The call was made by the Northern and Western Regional Assembly (NWRA) in a submission to the Department of Finance ahead of Budget 2024 next month.
The NWRA – which represents the counties of Donegal, Sligo, Leitrim, Mayo, Galway, Roscommon, Cavan, and Monaghan – is one of three Regional Assemblies tasked with helping strengthen the development of Ireland’s regions in a strategic manner. It says a multi-million-euro stimulus package is necessary to stem growing regional inequality and to deliver balanced regional development in Ireland.
To address these challenges in the long-term, the NWRA is also calling on the Government to adopt a policy of ‘positive discrimination’ for the Northern and Western Region in its rollout of infrastructure projects in the National Development Plan (NDP).
According to the NWRA, a policy of positive discrimination would result in rebalancing legacy underinvestment in new infrastructure projects for the region; increased capital expenditure, to bring more infrastructure projects of scale to the Northern and Western Region; and reforms to the public spending code to ensure the region’s population size and rural structure are accounted for in the planning of regional-development projects.

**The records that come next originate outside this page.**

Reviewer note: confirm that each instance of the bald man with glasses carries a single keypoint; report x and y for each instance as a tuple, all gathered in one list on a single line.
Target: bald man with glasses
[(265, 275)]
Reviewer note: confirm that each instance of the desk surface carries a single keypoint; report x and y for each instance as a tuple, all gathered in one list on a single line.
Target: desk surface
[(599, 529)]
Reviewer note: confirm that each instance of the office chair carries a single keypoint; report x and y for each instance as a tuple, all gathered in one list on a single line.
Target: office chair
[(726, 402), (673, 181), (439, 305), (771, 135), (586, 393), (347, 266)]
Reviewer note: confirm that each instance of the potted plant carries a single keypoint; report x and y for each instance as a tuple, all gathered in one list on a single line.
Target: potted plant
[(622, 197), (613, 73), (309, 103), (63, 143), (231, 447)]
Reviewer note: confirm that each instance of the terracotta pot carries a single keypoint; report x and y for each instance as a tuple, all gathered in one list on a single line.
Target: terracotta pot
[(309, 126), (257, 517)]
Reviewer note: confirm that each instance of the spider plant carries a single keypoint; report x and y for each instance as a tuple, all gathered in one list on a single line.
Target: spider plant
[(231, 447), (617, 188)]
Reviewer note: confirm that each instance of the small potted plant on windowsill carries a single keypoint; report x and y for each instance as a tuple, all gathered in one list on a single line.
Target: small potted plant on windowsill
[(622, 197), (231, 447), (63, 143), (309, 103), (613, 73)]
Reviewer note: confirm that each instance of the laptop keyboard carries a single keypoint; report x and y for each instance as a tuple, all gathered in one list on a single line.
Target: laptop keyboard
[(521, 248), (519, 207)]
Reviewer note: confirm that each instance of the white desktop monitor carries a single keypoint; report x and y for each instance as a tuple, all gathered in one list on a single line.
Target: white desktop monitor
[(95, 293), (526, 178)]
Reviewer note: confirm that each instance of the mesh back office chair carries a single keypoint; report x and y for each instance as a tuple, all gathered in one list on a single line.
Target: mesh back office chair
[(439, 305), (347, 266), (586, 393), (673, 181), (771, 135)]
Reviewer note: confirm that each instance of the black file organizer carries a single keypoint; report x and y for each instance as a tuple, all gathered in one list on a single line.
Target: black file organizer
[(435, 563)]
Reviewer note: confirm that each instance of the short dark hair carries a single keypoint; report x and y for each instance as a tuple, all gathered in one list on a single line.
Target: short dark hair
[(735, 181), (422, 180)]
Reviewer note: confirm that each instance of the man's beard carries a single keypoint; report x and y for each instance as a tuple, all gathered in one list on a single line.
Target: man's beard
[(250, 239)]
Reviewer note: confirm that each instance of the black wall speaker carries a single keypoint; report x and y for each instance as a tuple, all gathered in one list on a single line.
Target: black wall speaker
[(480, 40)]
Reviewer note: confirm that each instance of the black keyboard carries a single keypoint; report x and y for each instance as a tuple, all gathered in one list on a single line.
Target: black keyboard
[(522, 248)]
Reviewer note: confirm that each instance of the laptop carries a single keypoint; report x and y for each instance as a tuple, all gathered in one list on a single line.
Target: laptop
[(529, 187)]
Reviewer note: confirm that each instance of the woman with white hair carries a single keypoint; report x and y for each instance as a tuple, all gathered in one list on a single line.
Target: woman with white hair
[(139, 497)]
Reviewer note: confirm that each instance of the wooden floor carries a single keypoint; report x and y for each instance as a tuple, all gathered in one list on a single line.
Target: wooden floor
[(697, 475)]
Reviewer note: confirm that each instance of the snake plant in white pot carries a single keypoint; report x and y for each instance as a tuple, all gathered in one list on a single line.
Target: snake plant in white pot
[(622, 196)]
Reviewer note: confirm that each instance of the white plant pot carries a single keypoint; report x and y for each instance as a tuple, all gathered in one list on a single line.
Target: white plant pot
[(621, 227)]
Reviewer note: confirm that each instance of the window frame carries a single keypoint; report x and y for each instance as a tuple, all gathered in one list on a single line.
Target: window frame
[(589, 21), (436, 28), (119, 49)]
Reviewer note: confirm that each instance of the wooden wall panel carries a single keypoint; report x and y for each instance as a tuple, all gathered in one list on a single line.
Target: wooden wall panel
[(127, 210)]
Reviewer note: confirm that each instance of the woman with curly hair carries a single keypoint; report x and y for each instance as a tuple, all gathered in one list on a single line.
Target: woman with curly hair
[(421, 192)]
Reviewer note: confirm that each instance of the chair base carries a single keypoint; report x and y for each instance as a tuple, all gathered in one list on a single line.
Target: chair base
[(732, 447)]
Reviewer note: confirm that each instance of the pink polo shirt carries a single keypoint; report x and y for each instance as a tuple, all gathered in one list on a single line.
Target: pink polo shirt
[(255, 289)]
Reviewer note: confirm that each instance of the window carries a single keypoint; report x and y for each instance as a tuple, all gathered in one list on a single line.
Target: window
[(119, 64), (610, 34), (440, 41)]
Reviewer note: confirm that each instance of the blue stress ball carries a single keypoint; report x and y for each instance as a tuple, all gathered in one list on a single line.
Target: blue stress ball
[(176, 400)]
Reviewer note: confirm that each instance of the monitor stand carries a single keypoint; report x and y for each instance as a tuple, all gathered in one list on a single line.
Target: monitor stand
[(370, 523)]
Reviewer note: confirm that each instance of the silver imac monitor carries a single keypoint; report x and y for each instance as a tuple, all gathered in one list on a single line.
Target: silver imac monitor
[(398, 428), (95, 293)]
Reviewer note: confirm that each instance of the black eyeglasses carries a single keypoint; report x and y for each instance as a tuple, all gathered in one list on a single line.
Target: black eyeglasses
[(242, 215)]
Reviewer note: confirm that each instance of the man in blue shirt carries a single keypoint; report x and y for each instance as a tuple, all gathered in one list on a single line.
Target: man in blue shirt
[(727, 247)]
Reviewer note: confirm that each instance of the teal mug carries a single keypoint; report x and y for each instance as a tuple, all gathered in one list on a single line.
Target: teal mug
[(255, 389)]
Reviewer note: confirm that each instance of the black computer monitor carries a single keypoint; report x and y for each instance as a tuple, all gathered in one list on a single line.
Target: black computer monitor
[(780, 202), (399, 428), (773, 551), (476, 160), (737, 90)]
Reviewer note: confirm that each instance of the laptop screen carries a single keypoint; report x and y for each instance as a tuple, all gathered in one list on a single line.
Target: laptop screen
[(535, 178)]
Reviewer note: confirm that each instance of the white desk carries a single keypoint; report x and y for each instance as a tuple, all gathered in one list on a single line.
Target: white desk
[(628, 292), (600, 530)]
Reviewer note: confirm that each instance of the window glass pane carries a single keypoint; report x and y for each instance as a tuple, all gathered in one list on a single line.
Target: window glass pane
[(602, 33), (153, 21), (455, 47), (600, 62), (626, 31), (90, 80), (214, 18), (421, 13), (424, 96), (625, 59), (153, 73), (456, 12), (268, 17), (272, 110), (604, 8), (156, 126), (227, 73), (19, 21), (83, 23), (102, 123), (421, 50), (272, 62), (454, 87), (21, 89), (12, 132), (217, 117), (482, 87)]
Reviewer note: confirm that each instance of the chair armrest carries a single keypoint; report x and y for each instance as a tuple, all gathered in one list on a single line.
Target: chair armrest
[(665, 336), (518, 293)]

“A legacy of underinvestment continues to inhibit the growth ambitions of the Northern and Western Region of Ireland,” said John Daly, Economist with the Northern and Western Regional Assembly.

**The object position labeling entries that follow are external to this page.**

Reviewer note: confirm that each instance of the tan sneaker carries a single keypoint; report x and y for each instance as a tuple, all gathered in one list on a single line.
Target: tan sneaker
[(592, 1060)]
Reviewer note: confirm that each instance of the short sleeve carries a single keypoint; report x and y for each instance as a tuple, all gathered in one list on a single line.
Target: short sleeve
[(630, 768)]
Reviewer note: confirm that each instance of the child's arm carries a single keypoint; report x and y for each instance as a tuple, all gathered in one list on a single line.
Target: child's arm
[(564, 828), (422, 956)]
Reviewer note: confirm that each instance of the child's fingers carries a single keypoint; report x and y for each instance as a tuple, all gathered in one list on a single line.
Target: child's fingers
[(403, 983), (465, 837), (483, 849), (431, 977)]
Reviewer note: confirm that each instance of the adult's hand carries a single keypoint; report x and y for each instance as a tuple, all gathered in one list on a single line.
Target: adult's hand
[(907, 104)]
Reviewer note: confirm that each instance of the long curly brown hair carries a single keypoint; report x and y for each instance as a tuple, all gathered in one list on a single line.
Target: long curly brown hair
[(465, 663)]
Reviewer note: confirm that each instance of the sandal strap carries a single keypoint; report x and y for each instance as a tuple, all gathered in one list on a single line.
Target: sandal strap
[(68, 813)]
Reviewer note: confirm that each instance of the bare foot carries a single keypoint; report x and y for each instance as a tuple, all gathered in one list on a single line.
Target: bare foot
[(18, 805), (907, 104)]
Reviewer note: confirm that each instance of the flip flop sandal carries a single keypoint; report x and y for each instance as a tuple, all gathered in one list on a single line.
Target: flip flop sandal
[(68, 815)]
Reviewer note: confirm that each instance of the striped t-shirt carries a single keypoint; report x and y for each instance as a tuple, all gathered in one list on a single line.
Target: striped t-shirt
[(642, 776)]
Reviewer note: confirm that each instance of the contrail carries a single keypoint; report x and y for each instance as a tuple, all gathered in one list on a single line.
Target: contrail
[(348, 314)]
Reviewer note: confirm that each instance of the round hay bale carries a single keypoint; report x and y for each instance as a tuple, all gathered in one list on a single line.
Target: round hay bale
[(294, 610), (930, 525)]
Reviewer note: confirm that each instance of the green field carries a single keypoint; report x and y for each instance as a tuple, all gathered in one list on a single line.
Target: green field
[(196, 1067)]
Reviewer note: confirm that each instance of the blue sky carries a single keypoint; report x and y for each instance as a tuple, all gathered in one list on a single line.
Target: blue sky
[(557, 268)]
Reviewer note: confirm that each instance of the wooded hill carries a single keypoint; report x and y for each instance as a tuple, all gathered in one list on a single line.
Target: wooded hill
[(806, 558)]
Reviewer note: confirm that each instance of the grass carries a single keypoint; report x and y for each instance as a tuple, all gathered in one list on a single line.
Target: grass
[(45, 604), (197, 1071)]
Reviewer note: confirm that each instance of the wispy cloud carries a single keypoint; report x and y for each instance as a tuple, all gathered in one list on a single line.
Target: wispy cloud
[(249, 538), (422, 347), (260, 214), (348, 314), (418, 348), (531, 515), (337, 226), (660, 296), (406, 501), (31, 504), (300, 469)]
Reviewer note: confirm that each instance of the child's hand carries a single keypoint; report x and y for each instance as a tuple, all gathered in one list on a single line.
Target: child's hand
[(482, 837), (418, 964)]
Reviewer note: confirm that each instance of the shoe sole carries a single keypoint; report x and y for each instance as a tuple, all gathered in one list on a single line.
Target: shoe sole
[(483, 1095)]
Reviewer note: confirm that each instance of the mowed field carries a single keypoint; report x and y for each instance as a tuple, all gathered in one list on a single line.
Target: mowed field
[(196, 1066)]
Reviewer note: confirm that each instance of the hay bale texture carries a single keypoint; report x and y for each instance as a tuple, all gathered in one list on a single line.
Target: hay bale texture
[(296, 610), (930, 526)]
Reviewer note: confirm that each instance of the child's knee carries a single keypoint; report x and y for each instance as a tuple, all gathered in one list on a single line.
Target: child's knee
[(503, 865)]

“Without access to modern road, public transport, health and port services, our region will never be able to provide a meaningful counterbalance to the rapid expansion of the Greater Dublin Area and avoid the over-concentration of population in the east of Ireland. That’s why we are calling on the Government to provide the Northern and Western Region with a €570 million stimulus package to kickstart high-value development and save the region from its economic stagnation.
“Our proposal for a multi-million-euro stimulus package would support projects and initiatives designed to stimulate high-value economic activity in the Northern and Western Region of Ireland, helping to ensure our region becomes smarter in how we educate and train people, more specialised in the types of enterprise we attract and more urban in how we grow our housing stock,” he commented.
Citizens’ Assembly
THE NWRA is also calling for a Citizens’ Assembly to be set up to examine how greater levels of regional autonomy can be delivered in Ireland, with Ireland’s centralised government system credited for high levels of regional inequality and disengagement in rural regions.
The NWRA is calling for the delivery of these priorities due to the fact the Northern and Western Region of Ireland is officially classified as a ‘Transition Region’ – a designation that is given to regions in which the GDP per capita is between 75 percent and 100 percent of the EU27 average, the only region in Ireland to hold such a status.
Likewise, the European Parliament’s Committee on Regional Development also categorised the Northern and Western Region as a ‘Lagging Region’, which is defined as a region that faces specific development challenges, such as low productivity and educational attainment, a weaker skills base and business environment.
The Government has an opportunity in the budget to make a genuine effort to address the regional imbalance that still exists in our country, and the NWRA call shows exactly how it could make a real difference by directing substantial investment towards the Northern and Western Region.